Re: Bury me beneath the willow lyrics
I'd also agree, and say the Stanleys were covering the Carter Family's Bury Me Under the Weeping Willow version. Here's a quote from Maybelle Carter:
“That was a song we had sang all our lives. We first heard the song at a family get-together and decided to learn it. We did learn the words and sang it at all our family parties and get-togethers. The song became quite popular so when we recorded for RCA Victor in 1927–we recorded “Bury Me Beneath The Willow ” on our first recording session in Bristol , Tennessee. The original version of the song was written by Bradley Kincaid.”
Other sources suggest the song's older, a late-19th-century "heart song" that Kincaid adopted; apparently a sheet music version dates to a year when he was 14 years old, making his authorship unlikely.

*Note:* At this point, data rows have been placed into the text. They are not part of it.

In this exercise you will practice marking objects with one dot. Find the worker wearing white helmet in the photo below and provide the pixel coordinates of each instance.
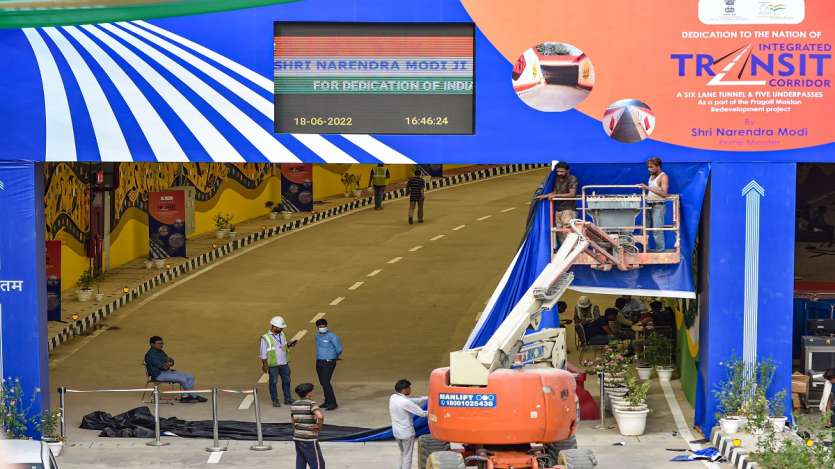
(273, 356)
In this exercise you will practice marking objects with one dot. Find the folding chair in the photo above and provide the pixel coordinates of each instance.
(148, 397)
(583, 344)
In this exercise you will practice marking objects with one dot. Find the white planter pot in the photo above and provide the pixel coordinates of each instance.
(779, 423)
(730, 426)
(84, 295)
(55, 447)
(644, 372)
(665, 374)
(632, 422)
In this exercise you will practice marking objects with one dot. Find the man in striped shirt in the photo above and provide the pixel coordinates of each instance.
(307, 420)
(415, 187)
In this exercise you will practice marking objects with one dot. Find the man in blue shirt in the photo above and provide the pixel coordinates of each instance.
(328, 350)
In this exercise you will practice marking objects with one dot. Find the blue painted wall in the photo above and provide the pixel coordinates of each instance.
(24, 333)
(723, 279)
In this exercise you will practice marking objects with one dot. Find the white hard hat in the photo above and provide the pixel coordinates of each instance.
(278, 321)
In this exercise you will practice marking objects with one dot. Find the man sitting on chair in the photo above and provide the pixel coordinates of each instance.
(158, 364)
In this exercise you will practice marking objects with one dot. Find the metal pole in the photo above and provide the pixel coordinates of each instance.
(602, 425)
(260, 446)
(215, 438)
(156, 441)
(62, 427)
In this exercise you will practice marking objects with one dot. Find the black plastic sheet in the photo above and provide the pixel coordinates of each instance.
(139, 423)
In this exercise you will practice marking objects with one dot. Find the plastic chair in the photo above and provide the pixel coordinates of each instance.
(148, 397)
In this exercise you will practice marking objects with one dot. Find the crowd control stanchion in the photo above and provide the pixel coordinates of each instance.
(62, 423)
(156, 441)
(602, 425)
(260, 446)
(215, 437)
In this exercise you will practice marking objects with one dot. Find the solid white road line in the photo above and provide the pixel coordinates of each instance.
(678, 417)
(246, 403)
(299, 335)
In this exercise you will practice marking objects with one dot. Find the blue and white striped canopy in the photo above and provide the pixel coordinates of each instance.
(134, 91)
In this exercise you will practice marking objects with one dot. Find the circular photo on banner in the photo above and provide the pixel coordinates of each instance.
(553, 76)
(628, 120)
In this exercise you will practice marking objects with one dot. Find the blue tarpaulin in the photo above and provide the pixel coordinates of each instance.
(687, 180)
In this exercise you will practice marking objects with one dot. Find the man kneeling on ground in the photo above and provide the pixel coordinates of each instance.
(159, 366)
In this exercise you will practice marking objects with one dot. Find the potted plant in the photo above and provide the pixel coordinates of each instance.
(14, 410)
(47, 426)
(632, 418)
(84, 284)
(221, 225)
(730, 395)
(777, 419)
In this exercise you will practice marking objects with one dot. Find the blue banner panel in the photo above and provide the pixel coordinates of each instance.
(688, 180)
(748, 284)
(23, 333)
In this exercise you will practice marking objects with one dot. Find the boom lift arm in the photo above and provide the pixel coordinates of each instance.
(509, 346)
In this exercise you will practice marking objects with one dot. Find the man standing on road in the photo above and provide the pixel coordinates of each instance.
(401, 408)
(159, 367)
(273, 356)
(564, 186)
(328, 351)
(307, 420)
(379, 179)
(415, 187)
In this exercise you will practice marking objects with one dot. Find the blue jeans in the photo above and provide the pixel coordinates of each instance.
(185, 380)
(284, 372)
(657, 221)
(309, 454)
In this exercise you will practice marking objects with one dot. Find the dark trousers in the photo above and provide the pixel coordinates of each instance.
(309, 454)
(325, 369)
(284, 372)
(378, 196)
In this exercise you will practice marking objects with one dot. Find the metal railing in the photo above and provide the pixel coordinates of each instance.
(213, 392)
(639, 232)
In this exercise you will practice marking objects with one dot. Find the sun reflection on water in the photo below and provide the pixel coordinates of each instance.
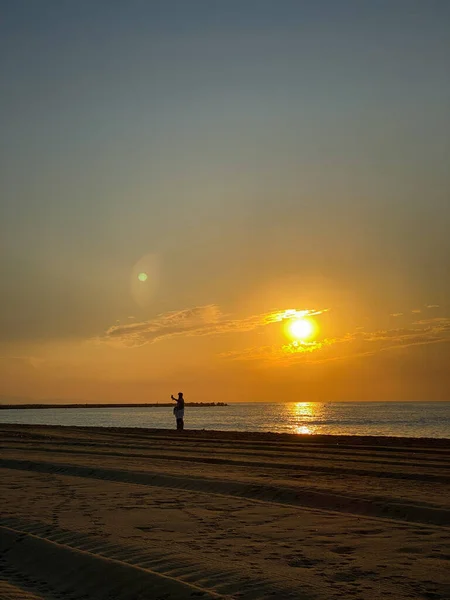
(301, 414)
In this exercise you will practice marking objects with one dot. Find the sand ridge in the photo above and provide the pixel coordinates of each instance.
(233, 516)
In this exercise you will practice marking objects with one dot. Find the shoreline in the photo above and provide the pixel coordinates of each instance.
(103, 405)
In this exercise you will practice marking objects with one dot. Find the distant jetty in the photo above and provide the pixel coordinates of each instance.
(134, 405)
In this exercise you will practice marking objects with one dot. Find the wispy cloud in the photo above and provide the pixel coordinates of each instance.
(351, 345)
(198, 321)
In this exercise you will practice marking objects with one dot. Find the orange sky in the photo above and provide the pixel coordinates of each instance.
(170, 177)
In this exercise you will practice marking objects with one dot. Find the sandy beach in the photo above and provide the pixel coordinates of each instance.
(157, 514)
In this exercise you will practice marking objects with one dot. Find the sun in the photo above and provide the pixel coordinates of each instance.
(301, 329)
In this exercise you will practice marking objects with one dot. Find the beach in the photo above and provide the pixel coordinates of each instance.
(115, 513)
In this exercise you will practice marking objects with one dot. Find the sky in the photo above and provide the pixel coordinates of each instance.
(180, 182)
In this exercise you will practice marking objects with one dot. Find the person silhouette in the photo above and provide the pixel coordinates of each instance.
(178, 410)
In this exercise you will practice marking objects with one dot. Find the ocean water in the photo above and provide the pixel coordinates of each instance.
(405, 419)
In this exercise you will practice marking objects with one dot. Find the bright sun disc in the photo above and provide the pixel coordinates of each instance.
(301, 329)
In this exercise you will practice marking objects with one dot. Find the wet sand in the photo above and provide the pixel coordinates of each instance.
(157, 514)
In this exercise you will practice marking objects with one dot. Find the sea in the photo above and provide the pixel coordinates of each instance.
(401, 419)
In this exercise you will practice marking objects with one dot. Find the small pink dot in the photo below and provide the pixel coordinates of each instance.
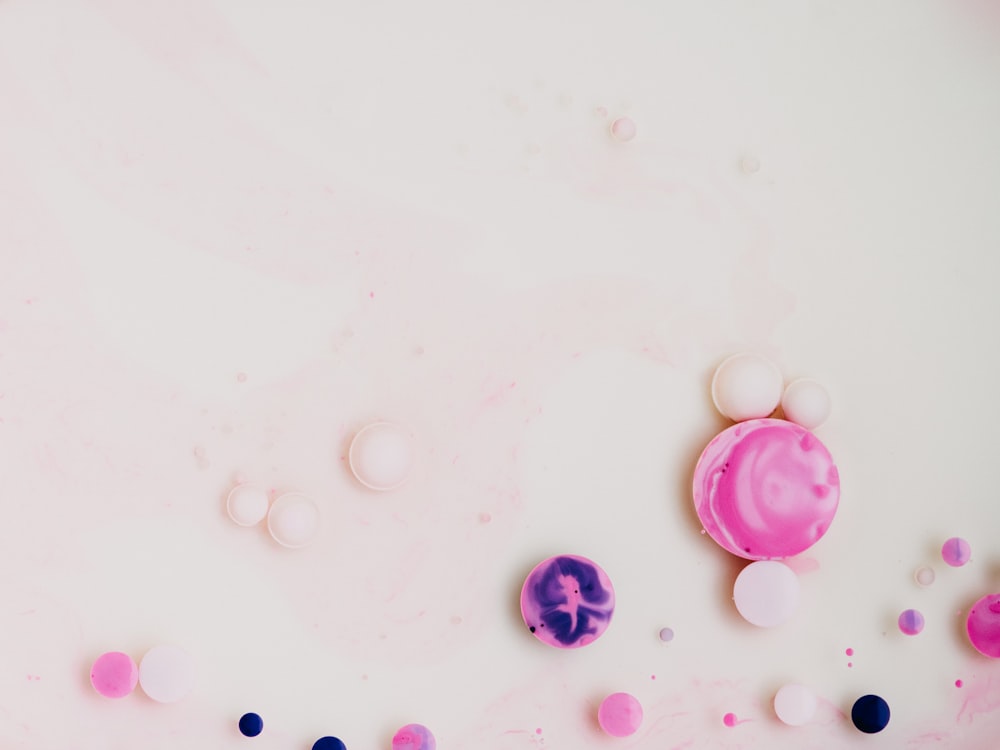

Oh, and Smith's Bill Monroe bio suggests that Can't You Hear Me Callin' was written for Monroe's lover Bessie Lee Mauldin, hence the "Bess" in the chorus rather than "best." However, I wouldn't read any implications into the Stanleys' singing, even if it's from the "woman's viewpoint." There are quite a few songs where singers have "crossed genders" in the lyrics; I've heard several male singers do I Never Will Marry without adding the useful gender-swapping "I heard a fair maiden/Make a pitiful sound (or cry)" verse, with the results that they're singing "I'll be no man's wife" on the chorus. And who can forget (not me, surely) Joan Baez lamenting the loss of "faithless Flora" in Lily of the West?
Once you start singing these ol' songs, gotta invoke your poetic license every now and then.